The effort to sell the assets has been complicated by an unfinished nuclear project at Mochovce beset by delays and budget overruns. Both CEZ and Slovnaft said they would need to examine the condition of the unfinished units in detail before binding offers could be made.

“We managed to find very little information on the state of Mochovce,” Slovnaft Chief Executive Officer Oskar Vilagi told journalists in Bratislava today. The state of the nuclear project will be “the key moment in our decision whether to submit a binding bid.”

Mol, which controls 98 percent of Slovnaft, has more than 4.5 billion euros ($5.6 billion) of available funds for potential acquisitions, Vilagi said. The company sees synergies with Slovenske Elektrarne as it could sell power in southeastern Europe which suffers from an electricity deficit, according to the executive.

Good Fit

The Czech government, which controls almost 70 percent of CEZ, has also said it sees Slovenske Elektrarne as a good fit for the Czech utility because of the two companies’ complementary portfolios and compatible grids.

Rome-based Enel is putting the assets for sale to cut its 44.6 billion-euro debt.
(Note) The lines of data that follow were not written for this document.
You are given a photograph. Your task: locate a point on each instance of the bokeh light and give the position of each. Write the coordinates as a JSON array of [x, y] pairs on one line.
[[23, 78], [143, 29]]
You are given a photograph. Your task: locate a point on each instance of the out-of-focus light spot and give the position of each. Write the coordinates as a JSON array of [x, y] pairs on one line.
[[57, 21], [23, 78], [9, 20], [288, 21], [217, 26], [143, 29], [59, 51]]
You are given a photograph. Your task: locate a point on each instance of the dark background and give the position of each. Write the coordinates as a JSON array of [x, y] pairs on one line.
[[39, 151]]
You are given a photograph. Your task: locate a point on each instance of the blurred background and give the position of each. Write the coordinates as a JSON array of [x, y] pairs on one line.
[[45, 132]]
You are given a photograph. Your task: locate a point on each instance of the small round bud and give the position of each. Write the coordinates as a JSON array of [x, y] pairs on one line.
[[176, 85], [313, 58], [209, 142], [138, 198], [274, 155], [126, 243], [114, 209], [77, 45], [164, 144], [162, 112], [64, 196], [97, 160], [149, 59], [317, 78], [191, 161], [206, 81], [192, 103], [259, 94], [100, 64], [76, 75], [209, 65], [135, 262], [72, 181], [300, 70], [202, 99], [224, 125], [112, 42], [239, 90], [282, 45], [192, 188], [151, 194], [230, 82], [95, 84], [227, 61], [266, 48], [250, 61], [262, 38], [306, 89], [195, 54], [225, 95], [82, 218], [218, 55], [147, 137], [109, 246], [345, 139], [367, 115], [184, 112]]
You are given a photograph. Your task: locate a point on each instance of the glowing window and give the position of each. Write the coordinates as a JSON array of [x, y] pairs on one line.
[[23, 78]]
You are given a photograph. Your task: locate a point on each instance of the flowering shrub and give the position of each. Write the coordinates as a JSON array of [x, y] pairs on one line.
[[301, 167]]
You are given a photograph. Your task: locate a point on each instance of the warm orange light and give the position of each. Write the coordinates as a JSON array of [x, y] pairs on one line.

Its disposal plan also includes selling part of its 92 percent stake in Spanish unit Endesa SA and its unit in Romania.

Enel bought its 66 percent stake in Slovenske Elektrarne, which meets 80 percent of Slovakia’s electricity demand, in 2006. The Mochovce budget has ballooned to 3.8 billion euros from 2.4 billion euros envisaged in 2007.

“We see further delays in finishing the Mochovce project and further rise in investment above 4 billion euros,” Patria Finance analyst Tomas Sykora said. “The most advantageous for CEZ would be an agreement with the Slovak government, which owns the remaining 34 percent in Slovenske Elektrarne, about sharing the risks connected with the project.”